What’s even more troubling is that López Obrador may be abstaining from demanding free elections in Venezuela for fear that other countries may later ask him to conduct free elections in Mexico, Fox said. “He doesn’t want others to later judge him for his own misdeeds,” the former president told me.
Other critics say López Obrador and leading members of his Morena party have long-standing ties with Cuba and Venezuela.
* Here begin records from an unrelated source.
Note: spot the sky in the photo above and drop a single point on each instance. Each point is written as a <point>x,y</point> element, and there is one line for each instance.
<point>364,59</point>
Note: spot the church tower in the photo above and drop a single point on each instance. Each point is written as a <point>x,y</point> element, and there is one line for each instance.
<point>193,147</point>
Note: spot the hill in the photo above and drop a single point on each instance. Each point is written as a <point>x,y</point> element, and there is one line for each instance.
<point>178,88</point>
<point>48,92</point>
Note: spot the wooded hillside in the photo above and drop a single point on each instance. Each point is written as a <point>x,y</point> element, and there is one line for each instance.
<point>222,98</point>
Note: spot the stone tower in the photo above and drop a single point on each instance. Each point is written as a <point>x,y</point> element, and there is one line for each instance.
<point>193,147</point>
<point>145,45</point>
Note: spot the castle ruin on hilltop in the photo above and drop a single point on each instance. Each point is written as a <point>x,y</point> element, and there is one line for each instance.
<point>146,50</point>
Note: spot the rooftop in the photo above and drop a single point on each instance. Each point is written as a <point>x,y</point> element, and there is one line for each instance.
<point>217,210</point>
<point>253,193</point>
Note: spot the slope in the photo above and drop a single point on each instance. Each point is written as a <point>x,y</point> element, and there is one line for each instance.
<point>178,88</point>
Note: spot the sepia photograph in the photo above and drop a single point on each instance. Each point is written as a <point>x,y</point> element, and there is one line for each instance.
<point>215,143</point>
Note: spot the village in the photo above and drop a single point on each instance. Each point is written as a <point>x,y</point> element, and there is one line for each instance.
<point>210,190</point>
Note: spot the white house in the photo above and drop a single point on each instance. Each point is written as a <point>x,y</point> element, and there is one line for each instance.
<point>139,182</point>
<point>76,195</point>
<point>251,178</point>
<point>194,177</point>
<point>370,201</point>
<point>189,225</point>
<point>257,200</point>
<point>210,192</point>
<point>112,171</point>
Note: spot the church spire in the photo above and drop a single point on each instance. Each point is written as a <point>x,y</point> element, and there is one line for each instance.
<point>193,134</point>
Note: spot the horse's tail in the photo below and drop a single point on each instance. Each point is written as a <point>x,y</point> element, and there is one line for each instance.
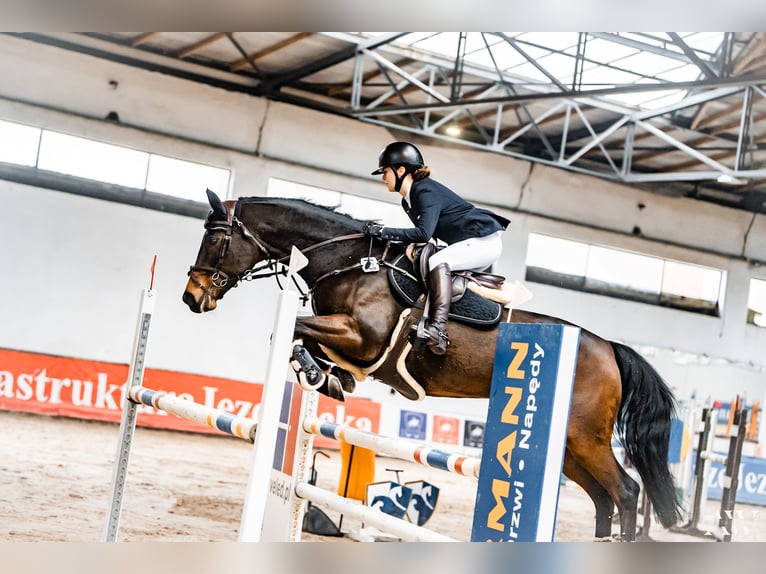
<point>643,426</point>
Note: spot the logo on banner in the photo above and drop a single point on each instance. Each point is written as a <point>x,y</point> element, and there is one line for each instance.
<point>412,424</point>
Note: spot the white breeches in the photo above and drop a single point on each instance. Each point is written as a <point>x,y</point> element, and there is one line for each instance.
<point>472,254</point>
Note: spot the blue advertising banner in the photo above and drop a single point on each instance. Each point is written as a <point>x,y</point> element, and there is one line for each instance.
<point>525,435</point>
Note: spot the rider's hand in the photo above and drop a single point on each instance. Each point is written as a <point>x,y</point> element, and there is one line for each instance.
<point>372,229</point>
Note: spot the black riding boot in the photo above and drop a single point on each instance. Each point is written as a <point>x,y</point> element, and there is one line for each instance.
<point>441,296</point>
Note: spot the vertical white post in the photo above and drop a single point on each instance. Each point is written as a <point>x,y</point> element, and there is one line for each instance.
<point>129,413</point>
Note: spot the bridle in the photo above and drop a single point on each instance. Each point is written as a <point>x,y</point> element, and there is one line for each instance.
<point>269,265</point>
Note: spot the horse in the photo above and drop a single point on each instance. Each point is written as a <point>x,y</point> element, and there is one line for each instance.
<point>359,329</point>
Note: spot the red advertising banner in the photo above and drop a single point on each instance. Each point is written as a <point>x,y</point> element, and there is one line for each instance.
<point>95,390</point>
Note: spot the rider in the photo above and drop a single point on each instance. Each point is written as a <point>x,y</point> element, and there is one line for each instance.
<point>472,234</point>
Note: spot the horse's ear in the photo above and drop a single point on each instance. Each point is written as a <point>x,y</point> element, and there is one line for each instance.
<point>216,204</point>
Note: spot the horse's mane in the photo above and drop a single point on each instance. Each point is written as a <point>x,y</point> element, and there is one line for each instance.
<point>331,214</point>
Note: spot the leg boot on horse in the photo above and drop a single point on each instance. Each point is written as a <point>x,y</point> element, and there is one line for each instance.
<point>441,297</point>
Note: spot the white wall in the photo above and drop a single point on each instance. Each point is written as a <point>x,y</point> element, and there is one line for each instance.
<point>74,266</point>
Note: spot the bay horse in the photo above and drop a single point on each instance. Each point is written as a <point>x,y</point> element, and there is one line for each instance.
<point>359,329</point>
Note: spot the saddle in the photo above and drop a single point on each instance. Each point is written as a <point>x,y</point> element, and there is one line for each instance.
<point>470,304</point>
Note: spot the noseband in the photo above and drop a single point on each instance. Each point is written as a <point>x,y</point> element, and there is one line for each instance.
<point>218,278</point>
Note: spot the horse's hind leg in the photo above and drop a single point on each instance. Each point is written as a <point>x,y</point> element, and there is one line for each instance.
<point>598,494</point>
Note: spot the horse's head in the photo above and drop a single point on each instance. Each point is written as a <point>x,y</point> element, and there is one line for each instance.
<point>228,250</point>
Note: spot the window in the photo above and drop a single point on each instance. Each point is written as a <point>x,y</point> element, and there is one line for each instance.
<point>618,273</point>
<point>100,161</point>
<point>756,303</point>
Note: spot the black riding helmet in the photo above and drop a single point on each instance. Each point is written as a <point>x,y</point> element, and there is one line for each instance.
<point>396,154</point>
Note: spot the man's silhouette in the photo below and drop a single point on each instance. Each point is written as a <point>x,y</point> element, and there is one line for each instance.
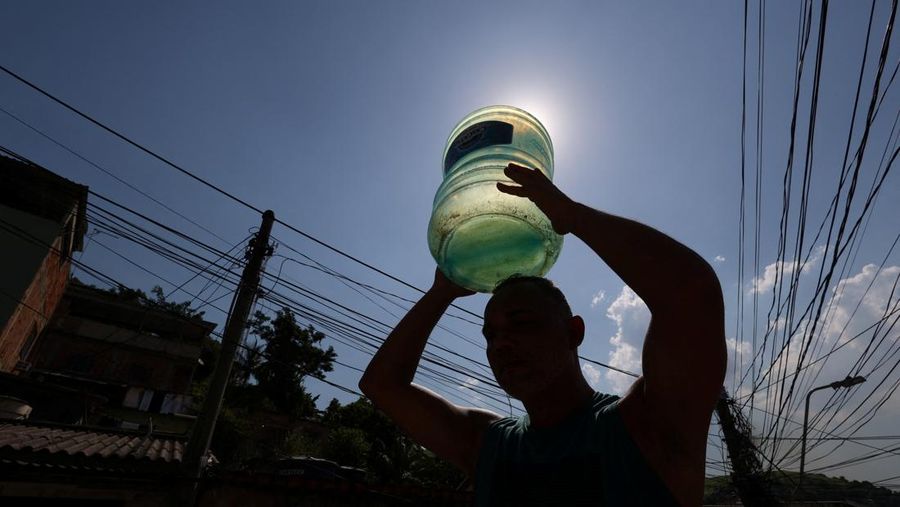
<point>574,446</point>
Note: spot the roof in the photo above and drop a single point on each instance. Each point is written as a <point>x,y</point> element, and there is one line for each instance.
<point>33,189</point>
<point>68,446</point>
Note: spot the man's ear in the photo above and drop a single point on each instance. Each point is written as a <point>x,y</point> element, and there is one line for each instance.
<point>576,331</point>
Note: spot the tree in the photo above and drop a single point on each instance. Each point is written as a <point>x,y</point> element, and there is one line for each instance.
<point>291,352</point>
<point>392,457</point>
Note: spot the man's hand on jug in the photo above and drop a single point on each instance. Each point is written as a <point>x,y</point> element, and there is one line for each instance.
<point>537,188</point>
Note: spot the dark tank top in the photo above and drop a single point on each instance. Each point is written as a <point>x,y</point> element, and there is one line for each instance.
<point>588,459</point>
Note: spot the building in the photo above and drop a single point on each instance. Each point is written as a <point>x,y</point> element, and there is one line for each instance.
<point>132,351</point>
<point>42,222</point>
<point>56,464</point>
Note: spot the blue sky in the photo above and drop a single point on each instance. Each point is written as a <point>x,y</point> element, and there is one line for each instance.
<point>335,114</point>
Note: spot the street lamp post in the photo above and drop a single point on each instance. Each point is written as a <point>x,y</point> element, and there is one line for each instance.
<point>847,382</point>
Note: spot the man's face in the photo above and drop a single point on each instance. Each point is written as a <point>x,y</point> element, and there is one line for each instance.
<point>528,339</point>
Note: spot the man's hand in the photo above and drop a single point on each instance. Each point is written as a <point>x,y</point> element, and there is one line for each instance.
<point>543,193</point>
<point>443,286</point>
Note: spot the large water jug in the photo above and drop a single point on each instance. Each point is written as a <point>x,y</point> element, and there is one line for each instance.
<point>478,235</point>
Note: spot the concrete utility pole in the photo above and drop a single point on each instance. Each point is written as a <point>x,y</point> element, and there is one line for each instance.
<point>195,452</point>
<point>746,474</point>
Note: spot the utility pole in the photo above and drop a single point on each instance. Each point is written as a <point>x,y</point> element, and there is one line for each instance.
<point>746,475</point>
<point>201,435</point>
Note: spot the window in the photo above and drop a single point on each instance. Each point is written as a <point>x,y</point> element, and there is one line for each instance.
<point>28,344</point>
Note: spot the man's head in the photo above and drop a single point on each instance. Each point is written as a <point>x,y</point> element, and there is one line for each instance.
<point>531,336</point>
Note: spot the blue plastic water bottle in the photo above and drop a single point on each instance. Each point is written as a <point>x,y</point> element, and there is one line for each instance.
<point>478,235</point>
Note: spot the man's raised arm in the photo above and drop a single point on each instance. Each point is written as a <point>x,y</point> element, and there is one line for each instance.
<point>684,352</point>
<point>454,433</point>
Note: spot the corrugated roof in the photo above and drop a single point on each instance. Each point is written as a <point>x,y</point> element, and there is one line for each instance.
<point>71,445</point>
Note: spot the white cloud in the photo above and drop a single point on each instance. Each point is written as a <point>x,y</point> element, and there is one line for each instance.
<point>592,374</point>
<point>787,269</point>
<point>468,384</point>
<point>632,317</point>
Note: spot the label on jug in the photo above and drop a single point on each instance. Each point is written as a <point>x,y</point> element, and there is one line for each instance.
<point>480,135</point>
Morena’s leader, Yeidckol Polevnsky, has publicly voiced support for the Cuban and Venezuelan dictatorships.
But there are also more moderate voices within López Obrador’s foreignpolicy establishment who don’t sound like Maduro acolytes.
Senator Hector Vasconcelos, who is very close to López Obrador and heads the Mexican Senate Foreign Relations Committee, told me that there is no special relationship between the Mexican president and Maduro.
“I was responsible for Morena’s foreign relations for nearly 12 years, since it started as a movement and later became a political party, and I can tell you that there never was the slightest contact with the Venezuelan governments of Mr. [Hugo] Chávez and Mr. Maduro,” Vasconcelos said.
He added that, “My personal opinion is that we must judge every situation on its merits and have a certain pragmatism, according to the seriousness of each situation, while maintaining the principle of non-intervention.”
That sounds reasonable, but the problem is that the Venezuelan crisis has reached a level of seriousness that affects not only Venezuelans, but everybody in the region.
More than 3 million Venezuelans have already fled the country, and there could be 10 million refugees over the next four years, according to Luis Almagro, secretary general of the Organization of American States.
It’s time for the world’s democracies to ask Mexico to support democracy in Venezuela. López Obrador should be named and shamed for his tacit support for Maduro, against his own country’s constitution’s mandate to defend human rights.